Pomegranates are popular not only for their sweet taste but for their healthy nutrient profile and subsequent health benefits. They are low in calories, have no fat, and are loaded with vitamin C, vitamin K, potassium, copper, zinc, iron, fiber, antioxidants and polyphenols. Pomegranates may be protective because of their ability to limit oxidative stress and lipid peroxidation, a key step in the promotion of cancer and other chronic disease. In a recent review, pomegranates have been positively linked with anti-diabetic activity as a result of these protective mechanisms. Pomegranate consumption has been also linked with cardiovascular health by improving blood flow and decreasing LDL (“bad”) cholesterol formation, and with the slowing of prostate cancer advancement. More research, however, is needed to confirm these protective links.


For dessert or for your special valentine try making this antioxidant loaded Dark Chocolate and Pomegranate Bark from the New York Times.

Wednesday, November 9

comfort food with a twist!

Macaroni and cheese is one of my favorite comfort foods.  I don't eat it often because it is filled with... cheese... and be close to 1,000 calories and 40g of fat per serving!!

Last weekend, I tried a new recipe from Cooking Light that I highly recommend!  It uses butternut squash as that base which gives the cheese sauce a thick, creamy aspect without the added fat.  It also adds fat free Greek yogurt to give the sauce a slight tangy taste! Yum!

Butternut squash is a great vegetable- it's filled with vitamin A and C, naturally low in calories, and has no fat!!  I used a mix of part-skim cheddar and mozzarella cheese instead of the Gruyere and Parmesan! (That switch is up to you!)  This came out great- and because I substituted part-skim cheese for the suggested cheese, the added saturated fat and caloric content was significantly reduced!

Monday, November 7

Tis the season... for your sweet tooth

The New York Times has many indulgent recipes
It's here.  Holiday season.  We now have the Starbucks red cups (yayyyy!!), crowds making crossing 5th Avenue nearly impossible, tourists asking where Rockefeller Center is, and the release of Justin Beiber's Christmas Album.

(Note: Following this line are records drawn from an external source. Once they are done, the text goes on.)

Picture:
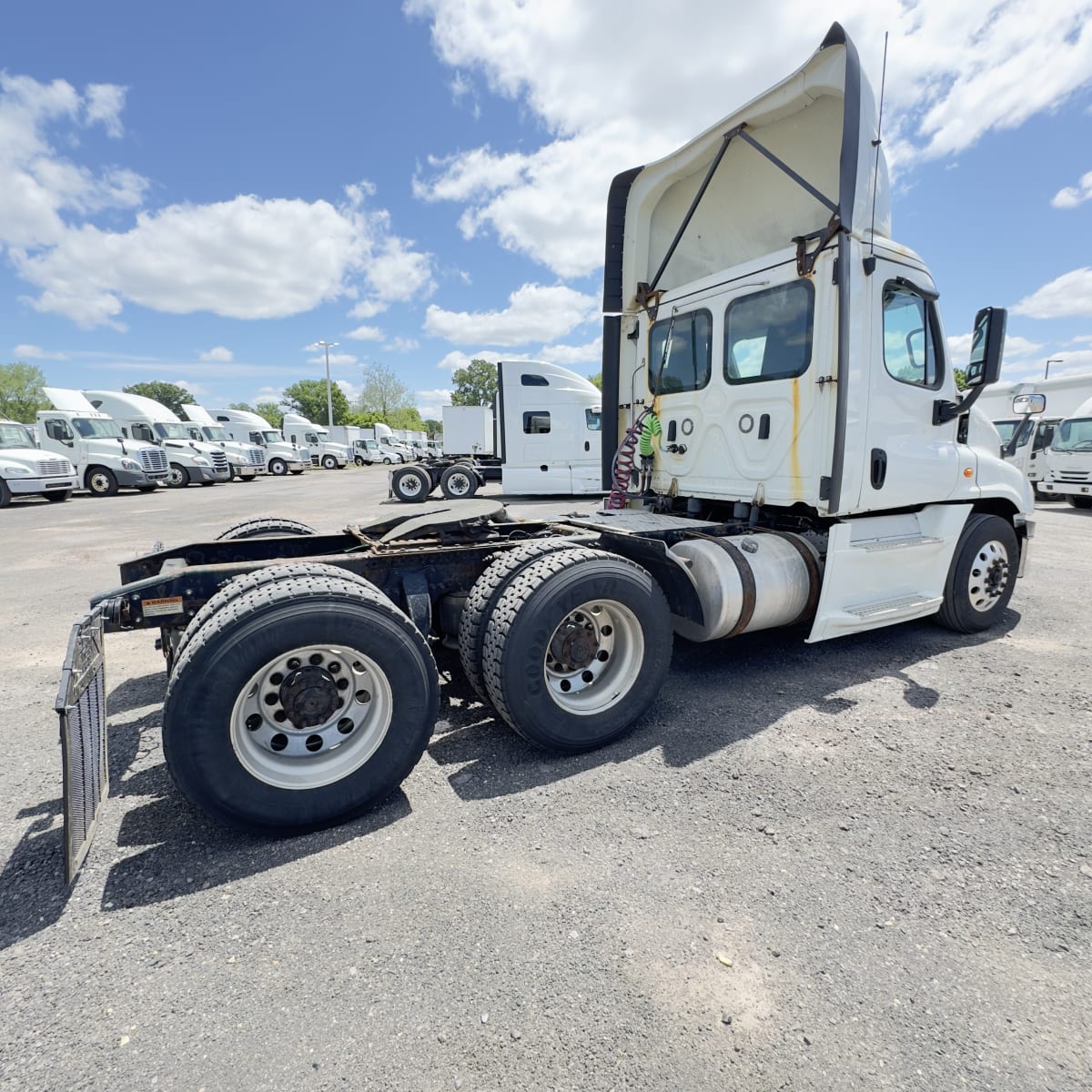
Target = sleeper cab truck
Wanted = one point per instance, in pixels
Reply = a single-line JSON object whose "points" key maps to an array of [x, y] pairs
{"points": [[191, 462], [1069, 459], [325, 452], [281, 457], [105, 459], [246, 460], [807, 461], [26, 470]]}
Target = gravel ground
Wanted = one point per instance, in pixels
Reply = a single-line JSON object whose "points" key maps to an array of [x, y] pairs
{"points": [[856, 865]]}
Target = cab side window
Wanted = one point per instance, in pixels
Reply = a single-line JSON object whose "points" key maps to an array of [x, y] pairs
{"points": [[911, 350]]}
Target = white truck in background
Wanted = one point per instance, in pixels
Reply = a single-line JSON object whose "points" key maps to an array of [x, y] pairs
{"points": [[25, 470], [325, 452], [812, 463], [143, 419], [104, 458], [1069, 459], [246, 460], [246, 427]]}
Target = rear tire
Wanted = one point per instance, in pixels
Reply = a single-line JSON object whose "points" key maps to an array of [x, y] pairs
{"points": [[410, 485], [101, 481], [266, 527], [299, 705], [982, 577], [458, 481], [485, 594], [577, 649]]}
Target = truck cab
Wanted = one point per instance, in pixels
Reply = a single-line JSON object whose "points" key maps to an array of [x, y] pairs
{"points": [[26, 470], [143, 419], [246, 460], [105, 459], [325, 451], [246, 427]]}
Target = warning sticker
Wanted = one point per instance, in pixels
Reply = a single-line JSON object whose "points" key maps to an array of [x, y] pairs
{"points": [[153, 607]]}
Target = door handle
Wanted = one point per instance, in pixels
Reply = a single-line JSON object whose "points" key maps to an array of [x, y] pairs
{"points": [[878, 468]]}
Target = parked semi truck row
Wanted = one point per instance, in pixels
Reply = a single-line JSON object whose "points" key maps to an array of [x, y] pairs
{"points": [[816, 468]]}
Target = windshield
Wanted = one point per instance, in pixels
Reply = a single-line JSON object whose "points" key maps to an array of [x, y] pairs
{"points": [[15, 436], [88, 427], [1074, 435], [168, 431]]}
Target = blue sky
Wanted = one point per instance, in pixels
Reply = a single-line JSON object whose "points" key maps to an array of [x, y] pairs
{"points": [[199, 192]]}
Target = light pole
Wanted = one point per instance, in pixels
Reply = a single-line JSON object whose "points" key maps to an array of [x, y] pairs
{"points": [[330, 397]]}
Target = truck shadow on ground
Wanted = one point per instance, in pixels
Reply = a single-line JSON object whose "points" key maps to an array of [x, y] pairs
{"points": [[716, 694]]}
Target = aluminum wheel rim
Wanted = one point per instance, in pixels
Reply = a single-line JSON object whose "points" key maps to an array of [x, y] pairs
{"points": [[459, 484], [594, 658], [410, 485], [989, 576], [299, 754]]}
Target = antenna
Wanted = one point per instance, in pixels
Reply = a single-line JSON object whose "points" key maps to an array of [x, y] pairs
{"points": [[871, 261]]}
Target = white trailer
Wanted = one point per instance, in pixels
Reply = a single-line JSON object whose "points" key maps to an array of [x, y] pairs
{"points": [[246, 427], [27, 472], [104, 458], [807, 460], [325, 452], [246, 460], [192, 462]]}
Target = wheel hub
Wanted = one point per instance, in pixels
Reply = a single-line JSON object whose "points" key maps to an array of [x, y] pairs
{"points": [[309, 697]]}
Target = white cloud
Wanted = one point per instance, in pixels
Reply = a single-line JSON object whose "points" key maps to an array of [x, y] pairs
{"points": [[245, 257], [609, 99], [1070, 197], [1067, 296], [36, 353], [366, 333], [534, 314]]}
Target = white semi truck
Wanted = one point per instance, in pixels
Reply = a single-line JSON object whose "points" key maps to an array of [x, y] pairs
{"points": [[25, 470], [190, 462], [545, 427], [814, 465], [281, 456], [105, 459], [246, 460], [1069, 459], [325, 452]]}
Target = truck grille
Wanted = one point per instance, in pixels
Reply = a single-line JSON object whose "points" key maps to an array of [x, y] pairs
{"points": [[54, 468], [153, 460], [81, 703]]}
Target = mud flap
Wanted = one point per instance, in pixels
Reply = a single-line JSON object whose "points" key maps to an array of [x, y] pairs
{"points": [[81, 704]]}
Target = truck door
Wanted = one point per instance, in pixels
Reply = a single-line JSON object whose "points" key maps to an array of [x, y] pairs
{"points": [[906, 458], [743, 412]]}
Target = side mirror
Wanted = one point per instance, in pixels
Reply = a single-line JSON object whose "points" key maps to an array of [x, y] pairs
{"points": [[1029, 404], [987, 344]]}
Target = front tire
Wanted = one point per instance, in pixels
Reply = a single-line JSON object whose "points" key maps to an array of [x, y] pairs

I love this time of year.  It just smells good.  The chestnuts roasting outside, the cinnamon in drinks, the nutmeg in pies, the warm pumpkin glazes poured over pancakes, baked apple crisps... 

As great as the holidays are- this time of year can be treacherous for people's diets.  (Who can resist we have temptations from October 31 through December 31!!!).

Delicious blueberry pie can have close to 400 calories!
This time of year creates havoc on people's diets- from holiday parties and social events, where people eat mindlessly.  Having, just a piece or two of everything adds up!!  Cakes on average have 225 calories and 10 grams of fat per slice!  Cookies are not really any better- ranging from 50- 500 calories per cookie.  (by the way- did you know that a jumbo cookie equals TEN appropriately sized cookies!!!)